Personally Identifiable Information (PII) helps identify one individual from another and includes names, social security numbers, phone numbers, passport numbers, driver’s license numbers, credit cards, etc. Since companies collect, process, and hold such information for their customers and employees, they need to implement measures to ensure security, which can otherwise lead to hefty penalties and loss of reputation.

For example, investing in robust data mapping tools by ZenData can significantly help you keep track of PII, so you can take immediate appropriate actions when required. Nevertheless, this article will discuss 5 ways companies can protect PII. Read below to learn!

1. Create Safeguards for PII Protection

Different threats require different safeguards. Therefore, you need to evaluate the level of risk each possible threat carries in your company and create safeguards accordingly. You should always have a policies and procedures manual handed over to onboarding employees so they know how to collect, hold, disclose, and destroy PII.

In addition to encrypting sensitive data, you should provide training to all your employees. Regularly training them on cybersecurity protocols and new technological updates can help you ward off security breaches.
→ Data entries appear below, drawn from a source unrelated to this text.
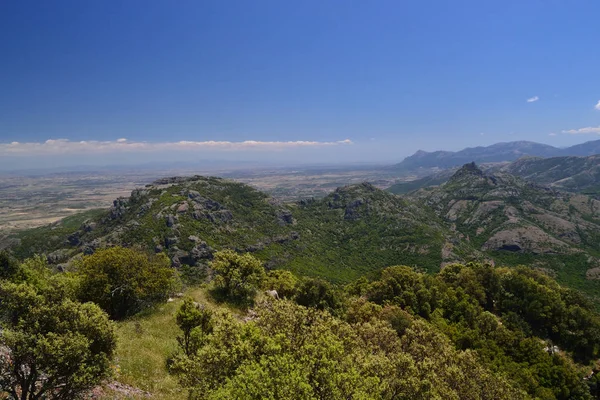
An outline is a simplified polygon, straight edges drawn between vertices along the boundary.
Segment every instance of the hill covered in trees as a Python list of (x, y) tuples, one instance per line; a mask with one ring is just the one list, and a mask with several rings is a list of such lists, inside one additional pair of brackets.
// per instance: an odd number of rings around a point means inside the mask
[(365, 183), (296, 203), (162, 179), (0, 253), (0, 387), (598, 398), (599, 206), (475, 164), (406, 196)]
[(231, 248), (255, 254), (268, 268), (347, 282), (397, 263), (437, 270), (442, 245), (454, 236), (429, 210), (370, 184), (283, 204), (250, 186), (205, 177), (157, 181), (59, 233), (25, 232), (13, 251), (45, 253), (63, 265), (98, 248), (142, 246), (200, 273), (215, 250)]
[(600, 156), (523, 157), (500, 168), (539, 185), (596, 196), (600, 188)]
[(24, 232), (13, 252), (43, 253), (68, 269), (81, 254), (139, 246), (202, 280), (214, 252), (233, 249), (252, 253), (267, 269), (340, 283), (389, 265), (435, 272), (452, 262), (495, 261), (540, 268), (600, 297), (599, 210), (594, 198), (483, 173), (474, 164), (441, 186), (404, 196), (365, 183), (295, 203), (220, 178), (168, 178), (80, 225)]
2. Know What Regulations You’re Required to Follow

Regulations may vary from industry to industry. However, adhering to applicable privacy laws for your business will keep you in compliance and mitigate any risk of hefty penalties and loss of goodwill.

Furthermore, since you will know which rules to follow regarding the processing, storage, and handling of PII, you will be able to protect sensitive and confidential information better. Some of the most common compliance mandates are California Consumer Privacy Act (CCPA), Health Insurance Portability and Accountability Act (HIPAA), and General Data Protection Regulation (GDPR).
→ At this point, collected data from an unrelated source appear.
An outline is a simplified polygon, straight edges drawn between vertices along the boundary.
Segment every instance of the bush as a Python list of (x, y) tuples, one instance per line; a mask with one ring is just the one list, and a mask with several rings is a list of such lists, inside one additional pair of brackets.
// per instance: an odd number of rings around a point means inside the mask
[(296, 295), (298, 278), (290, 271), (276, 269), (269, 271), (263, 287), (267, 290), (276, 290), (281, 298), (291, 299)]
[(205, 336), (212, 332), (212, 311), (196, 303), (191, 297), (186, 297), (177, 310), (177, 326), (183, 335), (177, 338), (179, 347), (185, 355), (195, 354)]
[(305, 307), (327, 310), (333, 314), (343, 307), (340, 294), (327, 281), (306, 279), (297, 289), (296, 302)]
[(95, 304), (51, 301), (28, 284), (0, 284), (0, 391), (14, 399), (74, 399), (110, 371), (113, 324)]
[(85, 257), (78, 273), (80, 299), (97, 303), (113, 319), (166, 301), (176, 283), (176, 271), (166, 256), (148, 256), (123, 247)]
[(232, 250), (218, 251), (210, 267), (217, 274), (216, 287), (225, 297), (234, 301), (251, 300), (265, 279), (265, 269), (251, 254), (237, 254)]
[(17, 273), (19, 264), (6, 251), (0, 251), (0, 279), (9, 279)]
Within the realm of healthcare, email archiving plays a crucial role in upholding HIPAA compliance. By employing secure email archiving practices, organizations can meticulously track and store electronic communications containing protected health information (PHI). This not only facilitates swift retrieval during audits but also establishes a secure record-keeping system, mitigating the risk of unauthorized access or inadvertent data breaches.

3. Review Your Data Privacy Policies and Procedures

You must always keep track of your current data privacy policies and procedures and adjust them accordingly. For instance, you should assess if there were any near-misses or failures in recent events to implement better future strategies.
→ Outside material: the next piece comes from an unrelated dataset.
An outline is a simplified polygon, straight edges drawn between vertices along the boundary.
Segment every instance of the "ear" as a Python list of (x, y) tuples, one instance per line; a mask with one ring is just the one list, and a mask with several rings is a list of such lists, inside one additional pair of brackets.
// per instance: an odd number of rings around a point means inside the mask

Awareness of any new external and internal threats will also facilitate keeping the PII of your customers and employees secure while ensuring all the controls are practical and efficient.

4. Safely Store and Destroy Unnecessary PII

Most businesses may urge to collect as much information as possible from their customers to keep them updated regarding new product releases or boost overall sales. However, doing so will only make you more liable for any data breach.

Thus, you should always limit the amount of PII you obtain from your customers and employees to prevent the risk of breach. Only collect information that is crucial for you and store it in a secure location with advanced security controls.

When you no longer need PII, you must delete it properly to prevent cyber perpetrators from getting their hands on it.

5. Conduct a PII Risk Assessment

To develop the most accurate risk strategies, you must regularly conduct risk assessments based on the likelihood and severity of risks. This way, you can reduce or eliminate the impact of risk.

While conducting a PII risk assessment, you should consider the worst-case scenarios too. For example, let’s say who will be harmed, and are you currently adhering to data privacy laws? Asking such questions will lead to an adequate data protection plan.